Ao longo do percurso, os manifestantes entoaram palavras de ordem como “Contratação sim, caducidade não” e “salários de miséria, rendas a subir, o povo não aguenta”, refletindo o descontentamento face às propostas em discussão.
Sob o lema “Abaixo o pacote laboral! Aumentar salários, garantir direitos, é possível uma vida melhor”, o protesto é uma forma de reivindicação para que o Governo recue em matérias consideradas prejudiciais aos trabalhadores e que vão aumentar a precariedade.

Na véspera, a ministra do Trabalho afirmou que as negociações estão na fase final, garantindo que restam apenas “dois ou três temas” por resolver para fechar um acordo em sede de Concertação Social.
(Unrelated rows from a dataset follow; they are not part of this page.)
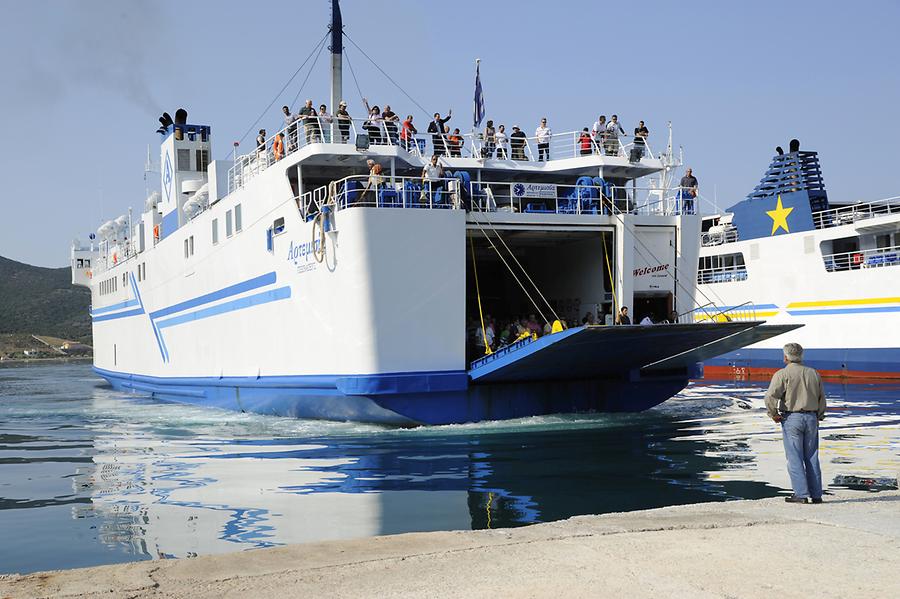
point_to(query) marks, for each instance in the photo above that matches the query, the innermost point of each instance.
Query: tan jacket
(794, 388)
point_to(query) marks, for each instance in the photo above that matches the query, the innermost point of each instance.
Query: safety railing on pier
(850, 214)
(871, 258)
(330, 129)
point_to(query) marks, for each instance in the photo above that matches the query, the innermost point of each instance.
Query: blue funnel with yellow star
(783, 202)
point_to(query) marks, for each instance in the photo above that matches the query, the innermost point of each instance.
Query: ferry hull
(323, 397)
(852, 364)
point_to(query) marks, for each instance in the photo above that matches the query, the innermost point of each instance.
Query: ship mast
(337, 33)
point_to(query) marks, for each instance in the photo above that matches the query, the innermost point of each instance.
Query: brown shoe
(795, 499)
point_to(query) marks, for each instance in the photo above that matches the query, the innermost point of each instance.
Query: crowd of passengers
(385, 127)
(498, 333)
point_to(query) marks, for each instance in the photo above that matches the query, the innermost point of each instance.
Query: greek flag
(479, 96)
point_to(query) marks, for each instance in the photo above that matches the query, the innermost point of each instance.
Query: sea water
(89, 475)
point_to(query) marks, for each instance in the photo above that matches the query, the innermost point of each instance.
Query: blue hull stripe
(238, 304)
(868, 360)
(437, 397)
(871, 310)
(125, 314)
(254, 283)
(114, 307)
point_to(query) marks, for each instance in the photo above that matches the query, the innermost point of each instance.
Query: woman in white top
(431, 177)
(502, 139)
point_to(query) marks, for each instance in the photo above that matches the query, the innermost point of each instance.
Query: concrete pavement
(846, 547)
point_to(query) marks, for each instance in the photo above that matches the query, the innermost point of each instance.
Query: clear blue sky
(84, 82)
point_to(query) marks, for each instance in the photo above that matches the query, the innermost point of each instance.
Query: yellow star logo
(779, 217)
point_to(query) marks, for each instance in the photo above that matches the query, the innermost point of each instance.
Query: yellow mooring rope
(612, 281)
(487, 348)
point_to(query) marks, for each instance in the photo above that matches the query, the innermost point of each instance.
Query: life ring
(319, 249)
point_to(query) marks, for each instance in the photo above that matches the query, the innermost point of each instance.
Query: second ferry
(332, 272)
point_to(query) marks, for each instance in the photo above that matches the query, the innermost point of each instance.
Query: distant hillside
(42, 301)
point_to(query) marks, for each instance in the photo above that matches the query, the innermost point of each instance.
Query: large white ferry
(798, 258)
(294, 281)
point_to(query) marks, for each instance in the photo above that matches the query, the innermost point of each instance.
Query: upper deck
(336, 145)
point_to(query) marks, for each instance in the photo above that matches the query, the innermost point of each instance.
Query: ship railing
(454, 192)
(844, 215)
(870, 258)
(514, 196)
(712, 238)
(721, 274)
(315, 130)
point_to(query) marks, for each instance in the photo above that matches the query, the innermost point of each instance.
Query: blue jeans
(801, 446)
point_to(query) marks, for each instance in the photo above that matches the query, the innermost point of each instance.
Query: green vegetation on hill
(43, 301)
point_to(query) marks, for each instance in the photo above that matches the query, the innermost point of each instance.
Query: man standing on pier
(796, 399)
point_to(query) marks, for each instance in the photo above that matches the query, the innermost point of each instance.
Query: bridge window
(202, 157)
(183, 160)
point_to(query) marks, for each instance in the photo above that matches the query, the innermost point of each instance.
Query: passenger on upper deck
(369, 196)
(374, 122)
(390, 123)
(324, 123)
(613, 128)
(308, 115)
(432, 175)
(517, 144)
(490, 140)
(343, 121)
(261, 143)
(689, 190)
(640, 140)
(584, 142)
(278, 146)
(290, 121)
(543, 135)
(454, 143)
(436, 128)
(407, 133)
(599, 132)
(502, 140)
O Governo pretende concluir esta etapa “nos próximos dias”, antes de avançar com a proposta de lei para o Parlamento.
A CGTP, organizadora da manifestação, tem denunciado o que considera uma “farsa” no processo negocial. A central sindical acusa o Governo de falta de transparência, de conduzir as negociações à margem dos trabalhadores e de excluir a CGTP da reunião da Comissão Permanente de Concertação Social.
A UGT também já veio contrariar a ministra, afirmando que o entendimento “está longe”.
Enquanto decorriam os protestos nas ruas, a ministra reunia-se novamente com a UGT e patrões. Estes últimos aceitaram a proposta da lei laboral, mas a organização sindical continua sem concordar com o Governo.

O contraste entre a contestação social nas ruas e o discurso governamental de aproximação a um acordo deixa clara a distância entre o executivo e os trabalhadores.
O desfecho das negociações permanece incerto, mas manifestação mostrou que a contestação ao pacote laboral continua em peso e capaz de mobilizar milhares de trabalhadores.